2

I'm trying to show that in the polar decomposition $A= RL$ of $A\in O(p,q), \; p,q\geq 1$, $R\in O(p)\times O(q)$. Here I define $O(p,q) =\{A\in M(n,n,\mathbb{R})|A^TI_{p,q}A=I_{p,q}\} $, where $$I_{p,q} = \begin{pmatrix}I_p & 0 \\ 0 & -I_q \end{pmatrix}$$ Also, $L$ is assumed to be symmetric positive definite.

For a proof, I start with the fact that since $A^T A $ is symmetric and positive definite, it has a unique positive definite square root, call it $L$. That is, $L = \sqrt{A^TA}$. Set $R=AL^{-1}$. From here, we have $$R^TI_{p,q}R = L^{-1}A^TI_{p,q}L^{-1} =L^{-1}I_{p,q}L^{-1}$$ It seems like I should use the fact that $A^TA$ is necessarily in $O(p,q)$ since $A\in O(p,q)$. However, this doesn't seem to get me closer to showing that $R$ is a block diagonal matrix with first block in $O(p)$ and second block in $O(q)$.

Any help would be greatly appreciated!

user8675309
  • 12,193
slowspider
  • 1,115

1 Answers1

3

You have $A \in H:=O(p,q)$ the stabilizer group $A^TI_{p,q}A=I_{p,q}$ (where we have some fixed choice of $p,q$ and $p+q=n$) for some $A\in GL_n(\mathbb R)$.

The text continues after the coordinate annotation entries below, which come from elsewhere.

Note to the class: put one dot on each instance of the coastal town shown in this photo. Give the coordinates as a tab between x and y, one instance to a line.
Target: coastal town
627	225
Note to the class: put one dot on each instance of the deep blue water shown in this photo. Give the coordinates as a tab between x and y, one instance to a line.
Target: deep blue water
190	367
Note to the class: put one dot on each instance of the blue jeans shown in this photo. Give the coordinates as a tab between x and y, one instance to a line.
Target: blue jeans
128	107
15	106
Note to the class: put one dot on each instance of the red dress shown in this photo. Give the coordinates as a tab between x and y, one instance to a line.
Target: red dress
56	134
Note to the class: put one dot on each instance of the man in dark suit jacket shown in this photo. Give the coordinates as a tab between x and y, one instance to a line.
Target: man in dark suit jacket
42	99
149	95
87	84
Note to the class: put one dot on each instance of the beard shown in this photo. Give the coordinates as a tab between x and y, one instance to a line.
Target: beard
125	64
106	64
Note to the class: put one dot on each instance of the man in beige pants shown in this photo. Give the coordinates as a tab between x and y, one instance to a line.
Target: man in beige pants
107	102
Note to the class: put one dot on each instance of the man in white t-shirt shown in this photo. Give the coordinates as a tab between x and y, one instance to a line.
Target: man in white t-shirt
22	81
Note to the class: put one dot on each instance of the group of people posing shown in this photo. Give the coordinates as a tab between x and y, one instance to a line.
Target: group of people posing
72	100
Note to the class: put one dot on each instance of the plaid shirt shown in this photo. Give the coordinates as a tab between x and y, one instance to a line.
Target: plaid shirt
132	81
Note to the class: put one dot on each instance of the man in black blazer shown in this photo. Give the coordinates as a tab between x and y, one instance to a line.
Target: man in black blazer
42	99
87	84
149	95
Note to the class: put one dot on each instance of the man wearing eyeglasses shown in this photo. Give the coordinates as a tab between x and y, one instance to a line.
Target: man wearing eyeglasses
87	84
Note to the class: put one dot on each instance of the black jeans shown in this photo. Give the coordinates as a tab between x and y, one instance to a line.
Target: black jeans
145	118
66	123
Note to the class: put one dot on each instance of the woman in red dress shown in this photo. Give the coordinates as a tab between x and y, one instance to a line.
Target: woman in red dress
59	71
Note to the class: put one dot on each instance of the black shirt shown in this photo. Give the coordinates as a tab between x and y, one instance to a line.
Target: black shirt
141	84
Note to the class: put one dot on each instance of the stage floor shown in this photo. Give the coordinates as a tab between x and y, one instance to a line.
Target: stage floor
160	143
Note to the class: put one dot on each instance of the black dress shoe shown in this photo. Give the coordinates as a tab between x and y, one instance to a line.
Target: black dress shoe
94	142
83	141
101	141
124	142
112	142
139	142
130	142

If you consider the special case of $U\in H\cap O_n(\mathbb R)$ then $U^T I_{p,q}U =I_{p,q}\implies I_{p,q}U =UI_{p,q}$ and by direct calculation it follows that $U$ is a block diagonal matrix with a leading $p\times p$ orthogonal matrix followed by a $q\times q$ orthogonal matrix. Thus the core of the proof requires showing that $(A^TA)^\frac{1}{2}\in H$ and everything else follows.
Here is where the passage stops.